然后,这些仅仅是系统调用监听的基础工作。
### 系统调用监听
假设我们想使用 Ptrace 去实现如 OpenBSD 的 [`pledge(2)`][7] 这样的功能,它是 [一个进程承诺只使用一套受限的系统调用][8]。初步想法是,许多程序一般都有一个初始化阶段,这个阶段它们都需要进行许多的系统访问(比如,打开文件、绑定套接字、等等)。初始化完成以后,它们进行一个主循环,在主循环中它们处理输入,并且仅使用所需的、很少的一套系统调用。
在进入主循环之前,可以限制一个进程只能运行它自己所需要的几个操作。如果 [程序有 Bug][9],允许通过恶意的输入去利用这个 Bug这个承诺可以有效地限制漏洞利用的实现。
使用与 strace 相同的模型,但不是输出所有的系统调用,我们既能够拦截某些系统调用,也可以在它的行为异常时简单地终止被跟踪进程。终止它很容易:只需要在跟踪器中调用 `exit(2)`。因此,它也可以被设置为去终止被跟踪进程。拦截系统调用和允许子进程继续运行都只是些雕虫小技而已。
最棘手的部分是**当系统调用启动后没有办法去中断它**。
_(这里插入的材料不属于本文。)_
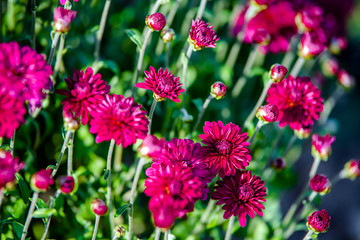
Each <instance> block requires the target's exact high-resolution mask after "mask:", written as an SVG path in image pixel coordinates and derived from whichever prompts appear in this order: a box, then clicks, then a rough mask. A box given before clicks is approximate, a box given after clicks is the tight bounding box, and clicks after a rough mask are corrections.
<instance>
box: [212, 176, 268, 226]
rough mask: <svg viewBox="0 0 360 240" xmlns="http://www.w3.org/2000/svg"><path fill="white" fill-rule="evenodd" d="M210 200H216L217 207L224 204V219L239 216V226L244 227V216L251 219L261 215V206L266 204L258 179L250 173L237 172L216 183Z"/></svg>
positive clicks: (244, 219)
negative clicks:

进入系统调用之后,当跟踪器从 `wait(2)` 中返回,停止一个系统调用的仅有方式是,发生被跟踪进程终止的情况。
然而,我们不仅可以“搞乱”系统调用的参数,也可以改变系统调用号本身,将它修改为一个不存在的系统调用。返回时,在 `errno` 中 [通过正常的内部信号][10],我们就可以报告一个“友好的”错误信息。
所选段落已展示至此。